# Something for your Christmas stocking?



## tonyt (May 25, 2005)

A novel little thing to mount on your dashboard?


Parma Industries


0800 619 3899


----------



## Bubblehead (Mar 5, 2007)

I see its not just real MHs that are expensive :lol:


----------



## lifestyle (Apr 27, 2008)

Why would anybody want one of those on their dash board ????


----------



## tonyt (May 25, 2005)

lifestyle said:


> Why would anybody want one of those on their dash board ????

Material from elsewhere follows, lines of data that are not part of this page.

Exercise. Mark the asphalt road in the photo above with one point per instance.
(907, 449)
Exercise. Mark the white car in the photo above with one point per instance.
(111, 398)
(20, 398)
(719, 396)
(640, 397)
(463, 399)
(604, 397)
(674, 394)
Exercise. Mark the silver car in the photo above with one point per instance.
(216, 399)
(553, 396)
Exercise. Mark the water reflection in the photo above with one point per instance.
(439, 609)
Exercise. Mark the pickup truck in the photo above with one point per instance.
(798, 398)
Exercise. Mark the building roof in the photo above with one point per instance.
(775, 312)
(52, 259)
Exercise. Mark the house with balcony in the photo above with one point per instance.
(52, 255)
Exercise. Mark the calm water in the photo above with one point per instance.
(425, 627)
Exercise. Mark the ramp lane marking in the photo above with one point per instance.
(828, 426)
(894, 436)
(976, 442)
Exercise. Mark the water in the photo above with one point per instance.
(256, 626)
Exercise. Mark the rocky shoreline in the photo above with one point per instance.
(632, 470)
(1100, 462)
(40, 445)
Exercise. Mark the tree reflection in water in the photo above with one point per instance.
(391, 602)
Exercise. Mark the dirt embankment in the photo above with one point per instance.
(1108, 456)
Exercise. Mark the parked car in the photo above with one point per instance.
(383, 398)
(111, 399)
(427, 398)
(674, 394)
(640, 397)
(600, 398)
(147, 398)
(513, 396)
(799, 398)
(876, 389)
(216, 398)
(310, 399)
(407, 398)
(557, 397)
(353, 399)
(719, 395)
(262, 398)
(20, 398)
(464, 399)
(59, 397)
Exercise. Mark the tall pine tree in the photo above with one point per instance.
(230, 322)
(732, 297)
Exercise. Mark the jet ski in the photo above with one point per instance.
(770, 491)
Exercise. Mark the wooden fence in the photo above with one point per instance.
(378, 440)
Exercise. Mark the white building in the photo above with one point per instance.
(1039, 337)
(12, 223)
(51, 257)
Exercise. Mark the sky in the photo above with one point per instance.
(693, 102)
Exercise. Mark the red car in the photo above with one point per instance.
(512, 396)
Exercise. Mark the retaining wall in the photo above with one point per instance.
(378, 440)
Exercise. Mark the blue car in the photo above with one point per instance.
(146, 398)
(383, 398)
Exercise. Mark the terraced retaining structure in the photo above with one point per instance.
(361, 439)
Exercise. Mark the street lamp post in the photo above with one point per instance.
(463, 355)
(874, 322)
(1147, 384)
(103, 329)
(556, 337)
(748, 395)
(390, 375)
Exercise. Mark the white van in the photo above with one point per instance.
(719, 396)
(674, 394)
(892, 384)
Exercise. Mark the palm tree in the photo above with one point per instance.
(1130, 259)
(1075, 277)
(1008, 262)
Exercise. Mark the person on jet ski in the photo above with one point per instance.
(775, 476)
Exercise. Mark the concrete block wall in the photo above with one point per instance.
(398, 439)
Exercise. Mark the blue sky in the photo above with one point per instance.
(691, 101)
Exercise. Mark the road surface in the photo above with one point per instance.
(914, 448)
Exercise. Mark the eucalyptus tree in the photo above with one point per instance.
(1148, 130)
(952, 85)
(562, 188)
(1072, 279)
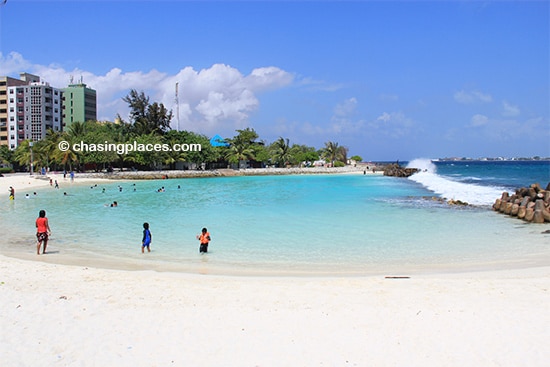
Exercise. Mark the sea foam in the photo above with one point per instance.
(449, 188)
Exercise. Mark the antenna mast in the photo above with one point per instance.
(177, 106)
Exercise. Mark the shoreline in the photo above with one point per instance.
(146, 318)
(24, 183)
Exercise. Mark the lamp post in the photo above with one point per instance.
(32, 161)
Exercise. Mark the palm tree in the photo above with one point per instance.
(282, 151)
(334, 152)
(239, 152)
(331, 151)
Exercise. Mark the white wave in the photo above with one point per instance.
(449, 189)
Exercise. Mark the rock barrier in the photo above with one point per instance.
(396, 170)
(532, 204)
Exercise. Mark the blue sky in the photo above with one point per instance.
(389, 80)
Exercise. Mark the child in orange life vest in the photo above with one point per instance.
(204, 238)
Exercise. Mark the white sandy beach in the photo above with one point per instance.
(79, 316)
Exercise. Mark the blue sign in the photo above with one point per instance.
(218, 141)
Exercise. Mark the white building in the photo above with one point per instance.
(32, 110)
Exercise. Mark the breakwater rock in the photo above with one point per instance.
(396, 170)
(531, 204)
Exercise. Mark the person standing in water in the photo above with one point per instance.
(205, 239)
(147, 238)
(43, 231)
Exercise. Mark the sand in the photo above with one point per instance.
(68, 315)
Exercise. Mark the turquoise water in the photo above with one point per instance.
(313, 224)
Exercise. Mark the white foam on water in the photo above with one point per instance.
(450, 189)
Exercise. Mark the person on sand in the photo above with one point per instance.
(43, 231)
(205, 239)
(147, 238)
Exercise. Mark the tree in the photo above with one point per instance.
(333, 152)
(6, 155)
(303, 153)
(147, 118)
(241, 147)
(281, 150)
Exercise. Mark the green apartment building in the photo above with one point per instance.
(80, 104)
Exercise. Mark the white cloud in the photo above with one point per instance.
(346, 108)
(393, 124)
(479, 120)
(385, 117)
(209, 100)
(510, 110)
(472, 97)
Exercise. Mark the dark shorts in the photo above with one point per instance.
(42, 236)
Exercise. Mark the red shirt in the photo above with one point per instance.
(42, 225)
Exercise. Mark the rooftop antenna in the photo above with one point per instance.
(177, 106)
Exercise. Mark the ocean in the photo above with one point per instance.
(349, 224)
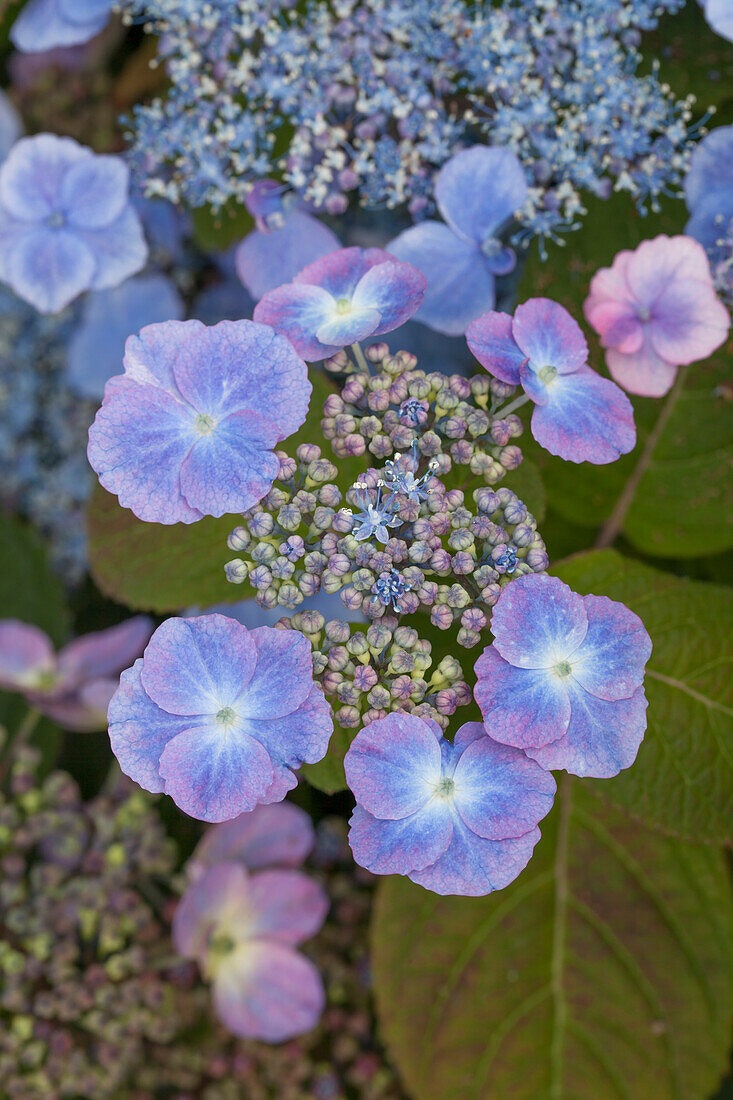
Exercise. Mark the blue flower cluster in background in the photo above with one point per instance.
(340, 100)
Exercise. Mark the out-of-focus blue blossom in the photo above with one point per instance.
(342, 298)
(108, 318)
(477, 191)
(11, 125)
(219, 716)
(339, 100)
(44, 24)
(284, 241)
(709, 195)
(66, 221)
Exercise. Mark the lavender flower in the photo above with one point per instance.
(218, 716)
(66, 222)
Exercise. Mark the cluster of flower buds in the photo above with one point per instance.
(365, 674)
(398, 539)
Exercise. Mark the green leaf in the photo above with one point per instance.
(603, 972)
(151, 567)
(682, 778)
(29, 591)
(671, 496)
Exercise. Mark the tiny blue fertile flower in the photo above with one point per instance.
(44, 24)
(578, 415)
(188, 430)
(564, 678)
(477, 191)
(242, 930)
(218, 716)
(108, 317)
(285, 240)
(457, 818)
(342, 298)
(66, 222)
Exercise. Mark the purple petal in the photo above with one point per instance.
(394, 289)
(603, 737)
(521, 706)
(25, 655)
(473, 867)
(393, 766)
(611, 658)
(499, 792)
(119, 249)
(218, 898)
(537, 622)
(267, 991)
(298, 737)
(31, 176)
(280, 835)
(587, 418)
(139, 730)
(238, 365)
(479, 188)
(105, 652)
(549, 337)
(232, 466)
(460, 285)
(397, 847)
(199, 664)
(138, 443)
(267, 260)
(297, 310)
(286, 905)
(50, 267)
(490, 339)
(94, 191)
(282, 680)
(215, 773)
(643, 372)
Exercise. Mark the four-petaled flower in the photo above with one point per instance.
(218, 716)
(66, 221)
(342, 298)
(44, 24)
(75, 685)
(477, 191)
(188, 430)
(284, 241)
(578, 415)
(656, 309)
(242, 930)
(457, 818)
(564, 678)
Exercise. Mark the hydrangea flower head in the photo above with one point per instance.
(218, 716)
(341, 298)
(457, 818)
(564, 678)
(66, 221)
(285, 240)
(44, 24)
(477, 190)
(108, 317)
(75, 685)
(242, 930)
(578, 415)
(188, 430)
(276, 835)
(656, 309)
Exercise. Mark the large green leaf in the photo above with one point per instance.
(603, 972)
(682, 778)
(671, 496)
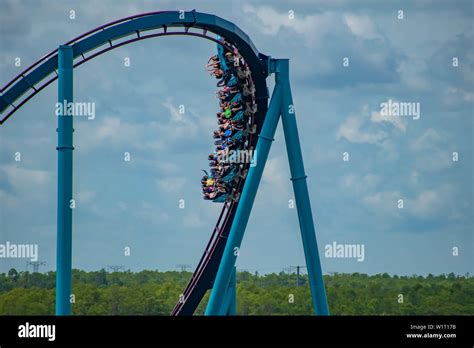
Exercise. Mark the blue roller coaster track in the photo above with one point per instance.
(215, 269)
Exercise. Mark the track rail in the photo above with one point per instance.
(100, 40)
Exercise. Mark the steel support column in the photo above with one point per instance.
(231, 251)
(64, 218)
(303, 205)
(230, 302)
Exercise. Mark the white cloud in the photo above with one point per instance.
(193, 220)
(171, 184)
(85, 197)
(23, 179)
(429, 140)
(311, 26)
(397, 122)
(432, 151)
(352, 132)
(276, 174)
(361, 184)
(361, 26)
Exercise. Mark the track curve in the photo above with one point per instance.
(38, 76)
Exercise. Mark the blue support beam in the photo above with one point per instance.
(215, 305)
(230, 302)
(64, 218)
(300, 188)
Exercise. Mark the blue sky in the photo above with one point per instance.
(135, 203)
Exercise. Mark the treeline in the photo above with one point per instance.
(156, 293)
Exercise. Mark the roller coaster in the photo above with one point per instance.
(216, 268)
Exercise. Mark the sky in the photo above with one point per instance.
(135, 203)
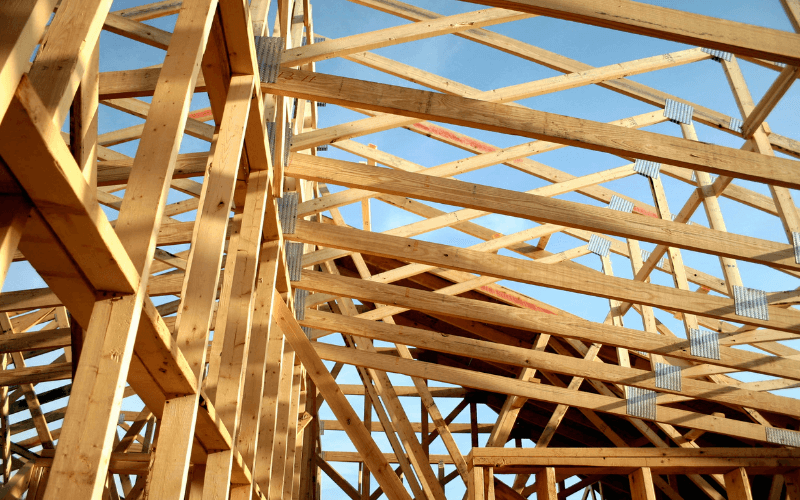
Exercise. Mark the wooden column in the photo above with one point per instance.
(170, 461)
(12, 221)
(546, 484)
(738, 485)
(641, 481)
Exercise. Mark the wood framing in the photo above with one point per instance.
(205, 253)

I think it must be a "Hymer Thing" - so much space up-front they like to stick up a few ornaments


----------



## rayc (Jun 3, 2008)

This is what is in my Christmas stocking


----------



## peejay (May 10, 2005)

Tony, that is so 'last year'. You can get a silver one now, although I think I'd draw a line at putting it on the dashboard. 










Pete


----------



## GEMMY (Jun 19, 2006)

> I think it must be a "Hymer Thing" - so much space up-front they like to stick up a few ornaments


Mine's full of teddy bears,a Loch Ness monster,and a British bulldog,and when we are parked two cats join them.
tony


----------



## tonyt (May 25, 2005)

GEMMY said:


> Mine's full of teddy bears,a Loch Ness monster,and a British bulldog,and when we are parked two cats join them.
> tony


Please don't tell me you have a nodding dog looking out of your back window??


----------



## GEMMY (Jun 19, 2006)

No back window.
The Churchill is on the rear parcel shelf of the car OH YES!

tony :lol:


----------



## sallytrafic (Jan 17, 2006)

I hope its not going to judder back and forth..... oh sorry that s just judder back


----------



## GEMMY (Jun 19, 2006)

I couldn't judder the mh. if I tried;it's an auto Merc.  
tony


----------